You should now also have a sitemap.
The sitemap Protocol allows you to inform search engines about URLs on your websites that are available for crawling. But more importantly, Google uses it to display sublinks for your site.
Just do a search on Google for sitemap.xml and you’ll find tools and generators so you can create your own.
Tom, Since I don’t know what I am doing :?, I looked at my robots.txt file on my web site. I assume it should have keywords in it for search engines to find? or, is it supposed to thave web addresses for each of my web pages? Anyway, this is all thats in it at this time…
User-agent: *
Disallow: /log
Disallow: /xxx
I have no idea what it means.
Thanks,
Bill
I have used the google sitemap generator and it works well. One note though, this week I added a page with the WU historical data, then I went to make a new sitemap. The generator wanted to map over 500 pages. I think it was trying to get all the info from WU, so I just manually added a WX13.php (the history page) to my existing sitemp.
Niko,
I think a site needs to have many pages that can be “categorized” in order to have the sitelinks as you showed.
Google has not generated any sitelinks for your site. Sitelinks are completely automated, and we show them only if we think they’ll be useful to the user.

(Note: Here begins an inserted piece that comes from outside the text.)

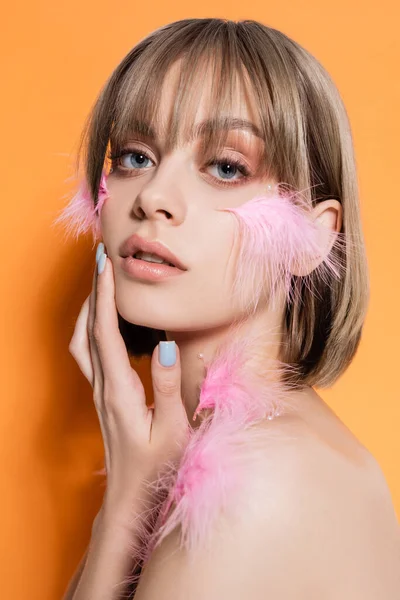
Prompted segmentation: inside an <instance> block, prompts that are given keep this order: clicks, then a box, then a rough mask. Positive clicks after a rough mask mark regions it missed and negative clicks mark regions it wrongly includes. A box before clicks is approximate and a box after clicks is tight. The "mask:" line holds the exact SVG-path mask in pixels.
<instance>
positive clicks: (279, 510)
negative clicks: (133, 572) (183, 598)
mask: <svg viewBox="0 0 400 600" xmlns="http://www.w3.org/2000/svg"><path fill="white" fill-rule="evenodd" d="M277 421H278V420H277ZM261 439H262V440H265V443H264V442H262V443H261V445H260V447H259V448H258V451H257V453H255V454H254V456H255V458H256V460H255V461H254V465H253V466H252V469H251V473H250V474H249V477H248V479H247V481H246V486H244V487H242V488H241V490H240V491H239V492H238V495H237V496H236V497H235V498H232V499H231V500H232V508H233V509H234V508H235V507H236V512H235V510H232V512H231V513H230V511H229V510H227V511H226V513H225V514H224V515H223V516H221V519H220V521H219V523H218V527H217V528H216V530H215V533H213V537H212V545H211V548H209V549H207V551H203V550H202V549H199V551H198V553H197V554H196V558H195V562H194V565H195V566H194V567H193V562H192V561H189V560H188V556H187V554H186V552H185V551H184V550H183V549H181V548H180V545H179V540H180V532H179V531H178V530H175V531H173V532H171V533H170V535H169V536H167V538H166V539H165V540H164V541H163V542H162V544H161V545H160V546H159V547H158V548H157V549H156V550H155V552H154V554H153V556H152V557H151V559H150V561H149V563H148V564H147V565H146V567H145V569H144V571H143V573H142V576H141V580H140V582H139V586H138V590H137V594H136V595H135V600H136V598H137V600H148V599H151V598H154V597H158V598H163V599H164V600H167V599H169V598H171V599H172V598H173V599H174V600H179V599H180V598H182V599H183V598H185V599H187V598H191V600H200V599H201V600H203V598H205V597H206V598H208V599H209V600H213V599H214V598H215V599H217V598H218V599H220V598H230V600H239V599H242V598H252V600H258V599H260V600H261V599H264V598H266V597H268V598H271V600H284V599H285V600H289V599H293V600H294V599H295V598H296V600H301V599H303V598H304V599H307V600H314V599H315V600H317V599H318V600H320V598H327V599H328V598H329V600H339V599H340V600H342V598H352V600H361V599H362V600H376V599H378V598H379V599H381V598H385V599H387V600H392V599H393V600H395V598H397V597H398V596H399V592H400V578H399V577H400V576H399V574H398V573H399V569H398V565H399V563H400V533H399V528H398V523H397V520H396V516H395V514H394V509H393V505H391V501H390V494H388V491H387V486H386V490H385V483H384V478H383V475H382V472H381V470H380V469H379V466H378V465H377V463H376V461H375V460H374V459H373V458H372V457H371V455H368V453H367V452H366V451H365V449H364V450H363V448H360V451H359V455H357V456H356V458H355V459H354V457H352V459H351V460H349V459H348V458H347V456H346V453H344V452H341V451H338V449H337V448H336V447H335V445H333V444H327V443H326V442H325V441H324V440H323V439H322V438H321V437H319V436H318V435H313V432H312V430H311V429H310V428H309V427H308V426H304V423H302V422H300V421H298V420H296V419H295V418H294V419H292V418H287V419H286V418H283V419H282V420H280V422H279V425H278V423H276V424H275V423H272V422H269V424H268V425H267V426H266V428H265V437H263V438H261ZM356 454H357V452H356ZM237 506H240V507H246V508H245V510H243V512H242V514H241V515H240V517H239V518H238V514H237Z"/></svg>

Google has extended the robots.txt to have allows, but I don’t see where they would even bother looking for the sitemap entry. It is not in the robots.txt specification which normally only has excludes in it.
The extensions that google supports are not supported by anyone else and if you have signed up with google for the sitemap info, even google won’t use it.

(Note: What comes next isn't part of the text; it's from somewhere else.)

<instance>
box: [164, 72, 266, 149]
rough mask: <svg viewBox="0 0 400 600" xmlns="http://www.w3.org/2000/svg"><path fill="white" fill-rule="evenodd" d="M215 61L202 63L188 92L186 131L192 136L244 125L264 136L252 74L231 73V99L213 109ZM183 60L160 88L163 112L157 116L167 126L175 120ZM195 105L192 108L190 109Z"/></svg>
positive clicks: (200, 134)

“For instance, Googlebot supports an extended definition of the standard. It understands Allow: lines, as well as * and $ pattern matching. So while the tool shows lines that include these extensions as understood, remember that this applies only to Googlebot and not necessarily to other bots that may crawl your site.”
Leading whitespace
We’ve detected that your Sitemap file begins with whitespace. We’ve accepted the file, but you may want to remove the whitespace so that the file adheres to the XML standard.
Ive tried changing a few things, but nothing changes with that error
what is generating your sitemap? a program or are you doing it manually
The error is true, there is a space at the top of the file before the opening xml tag
I am currently trying out the gsitecreawler and it is up to 4378 URLs and counting! 8O I think it is trying to include the entire WU through this page: http://www.cavecountryweather.com/wx13.php I paused it for now until I can figure out how to have it stop at my page.
click “URL list” tab, click “Refresh Table” button,
highlight all your http://www.cavecountryweather.com/wx13.php URLs (you highlight many at once by click on the first one, then scroll to the last one, hold down the Shift key and click last one, they all turn yellow)
click the “Delete” button on the gsite crawler screen
now click (Re)Crawl - This Project, wait until the crawlers are idle again and then click “Refresh Table” button
Make sure all is well.
If you have the FTP settings setup in gsitecrawler you can now click “Generate - Google Sitemap-File” let it save (overwrite), then upload to FTP, then Submit to google all automatically.
Ok, I think i did it correctly. I created and uploaded a sitemap.xml file. I then changed my robots.txt file to read as follows…
User-agent: *
Disallow: /log
Disallow: /xxx http://www.evansville-weather.com/sitemap.xml